My grandmother died. I felt that one was true.
My aunt died. No way. That declaration appeared in an email on the day the final project was due. The student eventually handed in a two-paragraph paper.
My car got stuck in a snowdrift. Eh, probably.
My father had to call a tow truck for me. A corroborating detail; an authentic ring.
I got a kidney infection. That sounds legit. And painful.
I had to take my roommate to the ER. That sounds — wait a minute, the last three were from the same person.
The above are excuses for absences or missed assignments. I taught two classes, one per semester, this past year, and in only a year compiled a pretty good binder of excuses.
One was from the blithe “Graham,” who arrived one day after a string of absences. He happened to be the first to class that day, which gave me a chance to chat.
“Graham,” I said meaningfully, “I was going to contact you. You haven’t been coming lately.”
“I’m sorry,” Graham said with a genial, rueful smile, palms uplifted in a helpless gesture. “I keep sleeping through class.”
Class was at 3 p.m.
Excuses, of course, have had to change in today’s world, since the advent of the Internet has made paper assignments largely obsolete. Nevermore can a student say:
“The dog / hamster / goat/ llama ate it.”
“I left my homework at a friend’s / my aunt’s / in the car.”
“It was in my pack that got stolen. I’m going to the police station after school to get it back.”
Or, as in this fave noted by a teacher on a “10 Best Excuses For Not Doing Your Homework” blog:
“My mom still has it! I told her to hurry up.”
Today’s students must use higher-tech means than in the past. Herewith, a student tip from the same blog:
“I quickly make a Word file with nothing on it, then save it so it only works on a Mac, and then email it to the teacher or put it on a memory stick. … So then the file will not open because the school only has Windows, and I can say, ‘Oh there must be something wrong with the school’s system,’ and get an extra night.”
Last semester, I gave weekly quizzes, taken online. One day my student “Joe,” for whom attendance was an issue, did not appear, but quietly submitted his from elsewhere.
When I emailed an inquiry, he replied, “Sorry, my Internet was down yesterday so I could not send you a message. I was feeling pretty gross yesterday so I spent most of the day in bed.”
What do you reply to that?
“Joe. Your Internet couldn’t have been too down since you took the quiz! … P.S. if you tell an employer you didn’t come in because you felt gross, you will get fired.”
Some students didn’t try to be specific: “I’m not gonna be making it to class this week! Trust me, I don’t feel good with that, but things have come up.”
Another took an airy and unapologetic tack. “I went to a rock concert in L.A.”

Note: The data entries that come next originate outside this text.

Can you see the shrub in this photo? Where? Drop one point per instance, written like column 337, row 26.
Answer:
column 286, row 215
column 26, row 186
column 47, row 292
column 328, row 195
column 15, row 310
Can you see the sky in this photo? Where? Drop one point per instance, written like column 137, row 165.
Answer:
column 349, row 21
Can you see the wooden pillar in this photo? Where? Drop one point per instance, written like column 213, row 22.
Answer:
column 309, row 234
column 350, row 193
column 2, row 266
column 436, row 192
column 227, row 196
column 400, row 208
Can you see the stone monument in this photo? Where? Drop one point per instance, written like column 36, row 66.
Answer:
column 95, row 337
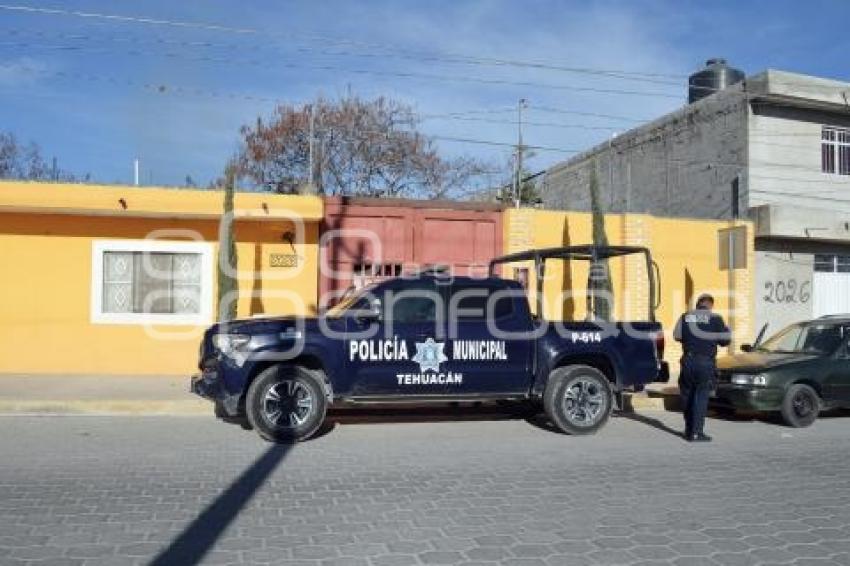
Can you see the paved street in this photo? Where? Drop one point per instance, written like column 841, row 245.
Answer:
column 109, row 490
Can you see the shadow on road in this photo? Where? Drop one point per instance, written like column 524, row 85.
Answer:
column 198, row 538
column 653, row 422
column 441, row 413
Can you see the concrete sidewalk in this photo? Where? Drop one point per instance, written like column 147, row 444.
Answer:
column 99, row 394
column 169, row 395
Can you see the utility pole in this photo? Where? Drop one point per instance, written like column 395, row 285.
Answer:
column 312, row 173
column 522, row 103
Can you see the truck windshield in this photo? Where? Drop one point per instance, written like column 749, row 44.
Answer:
column 817, row 339
column 356, row 300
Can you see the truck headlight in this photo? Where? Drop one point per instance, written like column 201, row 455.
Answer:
column 758, row 379
column 227, row 343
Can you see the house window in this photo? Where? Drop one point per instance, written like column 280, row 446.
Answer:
column 828, row 263
column 835, row 150
column 153, row 282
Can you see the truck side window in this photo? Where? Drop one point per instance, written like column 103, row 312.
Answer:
column 414, row 303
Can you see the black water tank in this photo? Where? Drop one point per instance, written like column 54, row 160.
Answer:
column 716, row 76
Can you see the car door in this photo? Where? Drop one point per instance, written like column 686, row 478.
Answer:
column 489, row 347
column 385, row 363
column 837, row 372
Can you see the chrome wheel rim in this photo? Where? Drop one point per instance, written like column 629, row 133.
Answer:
column 288, row 403
column 585, row 401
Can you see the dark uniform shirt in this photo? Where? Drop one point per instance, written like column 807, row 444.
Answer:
column 700, row 331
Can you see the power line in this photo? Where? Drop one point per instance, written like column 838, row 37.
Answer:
column 354, row 71
column 551, row 110
column 394, row 49
column 525, row 123
column 425, row 58
column 503, row 144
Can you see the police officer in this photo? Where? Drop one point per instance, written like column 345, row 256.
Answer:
column 700, row 331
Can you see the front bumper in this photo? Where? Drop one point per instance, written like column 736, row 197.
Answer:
column 747, row 397
column 207, row 385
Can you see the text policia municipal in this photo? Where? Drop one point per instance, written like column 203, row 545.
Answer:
column 396, row 350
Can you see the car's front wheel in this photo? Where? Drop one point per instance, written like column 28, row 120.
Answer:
column 286, row 403
column 578, row 399
column 801, row 406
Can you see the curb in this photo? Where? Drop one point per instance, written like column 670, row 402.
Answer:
column 105, row 407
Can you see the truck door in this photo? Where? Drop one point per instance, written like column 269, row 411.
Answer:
column 488, row 361
column 404, row 347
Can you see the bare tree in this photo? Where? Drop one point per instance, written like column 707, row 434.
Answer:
column 228, row 285
column 19, row 161
column 358, row 147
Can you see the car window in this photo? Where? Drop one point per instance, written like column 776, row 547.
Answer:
column 471, row 301
column 818, row 339
column 414, row 302
column 353, row 302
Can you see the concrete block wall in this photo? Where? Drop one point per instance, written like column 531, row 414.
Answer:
column 683, row 164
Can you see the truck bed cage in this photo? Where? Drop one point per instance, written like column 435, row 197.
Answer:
column 583, row 253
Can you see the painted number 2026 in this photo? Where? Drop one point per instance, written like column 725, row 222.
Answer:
column 787, row 291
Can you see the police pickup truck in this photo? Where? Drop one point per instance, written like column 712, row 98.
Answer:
column 434, row 338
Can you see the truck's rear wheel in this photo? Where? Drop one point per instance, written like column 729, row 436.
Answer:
column 578, row 399
column 286, row 404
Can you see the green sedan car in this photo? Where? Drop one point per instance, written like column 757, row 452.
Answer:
column 799, row 371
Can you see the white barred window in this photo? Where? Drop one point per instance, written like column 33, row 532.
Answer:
column 835, row 150
column 151, row 282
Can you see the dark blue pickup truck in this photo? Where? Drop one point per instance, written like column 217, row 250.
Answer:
column 430, row 338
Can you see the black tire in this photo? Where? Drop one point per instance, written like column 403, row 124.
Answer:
column 578, row 399
column 287, row 403
column 800, row 406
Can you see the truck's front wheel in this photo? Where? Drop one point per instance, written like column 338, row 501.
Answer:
column 578, row 399
column 286, row 403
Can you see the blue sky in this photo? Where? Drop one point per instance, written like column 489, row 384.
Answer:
column 96, row 92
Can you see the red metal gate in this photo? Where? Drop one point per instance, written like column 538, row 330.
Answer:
column 364, row 239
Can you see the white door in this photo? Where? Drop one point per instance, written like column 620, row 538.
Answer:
column 831, row 293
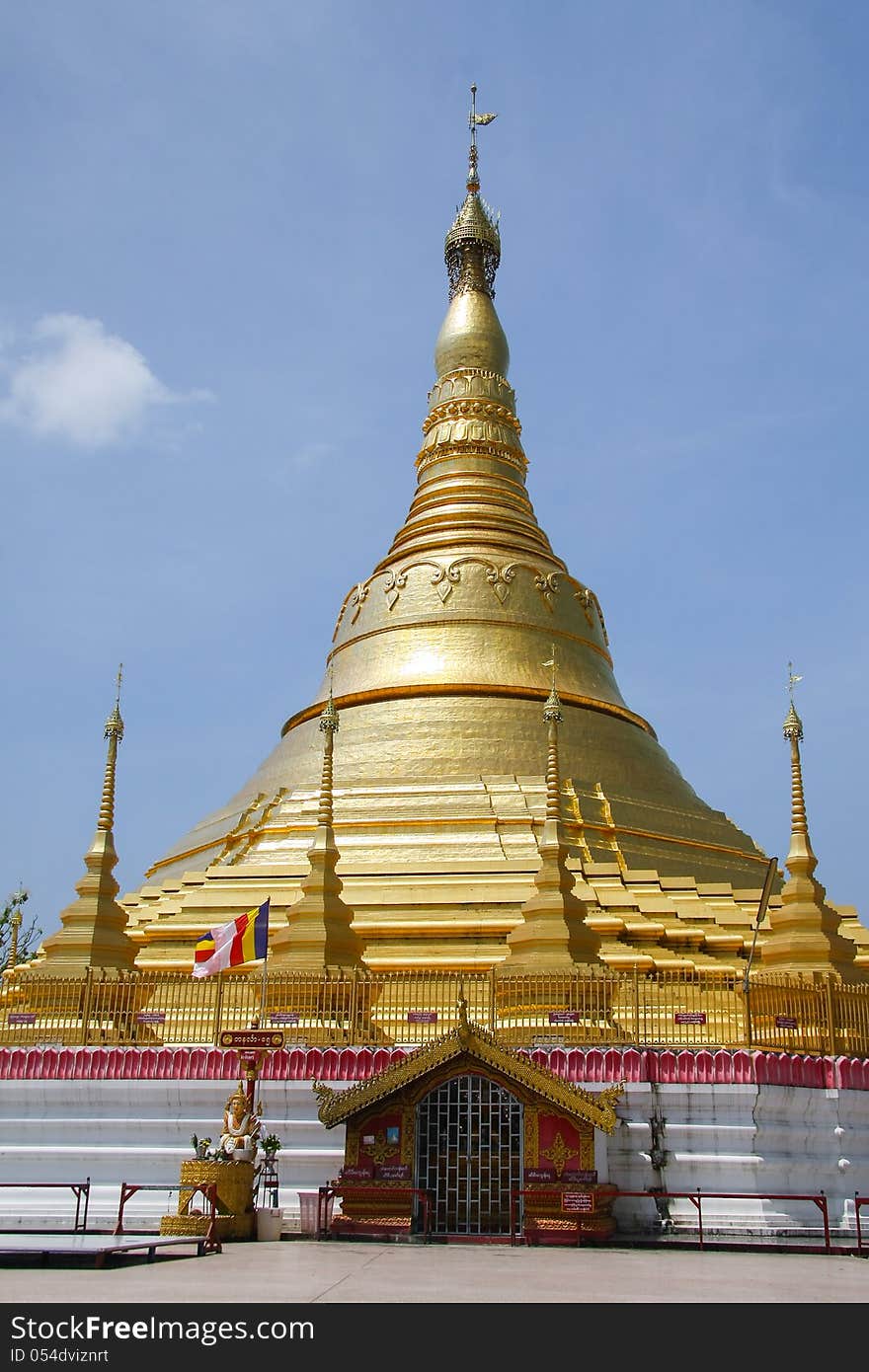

Some students just have other things to do. My friend Michelle, also a new teacher, had a student stand up and leave in the middle of the midterm exam, saying, “I’ve got to go catch a flight.”
In others from over the years, my teacher friend Andrew recalls being told, “I pulled a hamstring in my back. I have a doctor’s note.” A writer friend, Amy, remembers her college roommate saying, “The cat got stuck in the dishwasher.” And I read of one young man reporting, “My desk caught on fire.”
But nothing has ever beat one I remember from college, the worst because it was true. Donnie, a quiet and good young man, was a math student, in the day before — by only a year or two — college students had computer access. (I wrote my 105-page honors thesis on an electric typewriter.) Donnie left his senior thesis in the trunk of his car, and his car was stolen. He had no copy. Yes, his teachers believed him, knew he had done his thesis, but still, after his classmates graduated, he had to stay at school all summer re-writing it. The trouble with even the best excuse is that you still have to do the work.